Il primo problema saltato subito all’occhio riguarda la scarsa preparazione e le poche motivazioni da parte dei maestri, del personale docente. Molte delle persone che scelgono qui di diventare insegnanti di scuola primaria non lo fanno per una passione interiore, come dovrebbe essere data la difficoltà, a volte, di lavorare con i bambini, ma semplicemente per il fatto di non essere riuscite a essere ammesse ad altri percorsi universitari. Una decisione di ripiego, quindi, che inevitabilmente porta a un’assenza di interesse che si trasmette anche ai ragazzi.

I professori sono poco puntuali (caratteristica diffusa in quasi tutti la popolazione peruviana) e soprattutto hanno una preparazione accademica e pedagogica alquanto mediocre. Inoltre  non vengono aiutati e supportati dal ministero dell’Educazione. Infatti mentre a Lima, nello sfarzo di un salone della Plaza Mayor, vengono premiati tredici maestri con medaglie e onorificenze e grandi parole di crescita, in tutto il Perù migliaia di maestri “anonimi” non hanno possibilità di corsi di aggiornamento, non vengono aiutati con l’indicazione di un metodo di insegnamento da seguire, vengono oberati di incarichi e non vengono appoggiati con un sistema di supplenza in caso di assenza da parte di uno di essi. Se un maestro si ammala o per motivi personali (come nel film della ragazzina cinese sopra accennato) deve prendersi giorni di permesso, i suoi alunni rimangono soli e gli altri maestri e il direttore della scuola devono farsi in quattro per coprire il collega.996797_10201726312339325_1691701302_n

La mancanza di sostegno si rivela ancora più forte in quelle situazioni rurali in cui invece dovrebbe essere più presente. A Fila Alta per mancanza di personale docente i maestri sono costretti ad accorpare i corsi unendo così i bambini di sette anni con quelli di undici – come accadeva anche in Italia con le pluriclassi – ma creando discrepanze di preparazione e facendo avanzare nell’apprendimento, di conseguenza, solo i “migliori”,  non potendo seguire tutti. In certi casi un insegnante si ritrova a dover gestire classi di cinquanta bambini.

Guardando la struttura fatiscente della scuola del film cinese, i volontari hanno trovato molte corrispondenze. A Fila Alta la struttura educativa non è adeguata alle esigenze, è costruita con “fango armato con paglia”, manca la corrente elettrica; a Villa Maria, la scuola, costruita su una delle colline aride della periferia limeña non ha acqua corrente, la situazione igienica è sempre a livelli bassissimi, la scuola galleggiante de Los Uros sul lago Titikaka non ha corrente elettrica, acqua e bagni.
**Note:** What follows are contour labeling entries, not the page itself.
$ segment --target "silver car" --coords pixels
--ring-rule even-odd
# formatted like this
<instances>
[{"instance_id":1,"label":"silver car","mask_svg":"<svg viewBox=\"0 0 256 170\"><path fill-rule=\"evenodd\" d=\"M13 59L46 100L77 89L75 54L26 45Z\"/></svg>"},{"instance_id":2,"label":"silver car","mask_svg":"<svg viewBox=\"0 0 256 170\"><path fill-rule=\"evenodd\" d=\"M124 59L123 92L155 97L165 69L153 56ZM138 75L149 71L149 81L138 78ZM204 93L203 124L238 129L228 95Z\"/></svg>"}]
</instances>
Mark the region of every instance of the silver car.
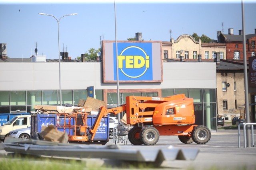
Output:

A questa mancanza di risorse essenziali si aggiunge anche una difficoltà nel gestire e curare le risorse esistenti.  Per esempio a volte si predilige l’acquisto di uno specchio – suppellettile puramente estetica – alla riparazione di vetri rotti da cui entra il freddo mattutino. Sono insufficienti anche gli strumenti didattici e spesso sono gli stessi professori che devono comprarli di propria tasca (Fila Alta).

La sola scuola (delle “nostre” ) che gode di una buona struttura e dell’aiuto costante da parte dello Stato è la scuola primaria di Puno. Una scuola gigantesca, con saloni, sala mensa, cortile, sala computer, e il tutto per appena quaranta bambini: le grandi incongruenze peruviane.

Un altro punto grave e importante, in modo negativo, è l’abbandono scolastico da parte dei ragazzi. Per molti, come è bene illustrato nel film, è difficoltoso raggiungere la scuola soprattutto in determinate occasioni. Quando la pioggia si abbatte in maniera torrenziale, come succede nella selva, scendere dalle colline è praticamente impossibile. Quindi la maggior parte abbandonano la scuola per mancanza di mezzi e  anche per esigenze lavorative. Tanti ragazzi, soprattutto in provincia, aiutano i genitori nel periodo del raccolto nel campo quindi spesso si assentano per lunghi periodi.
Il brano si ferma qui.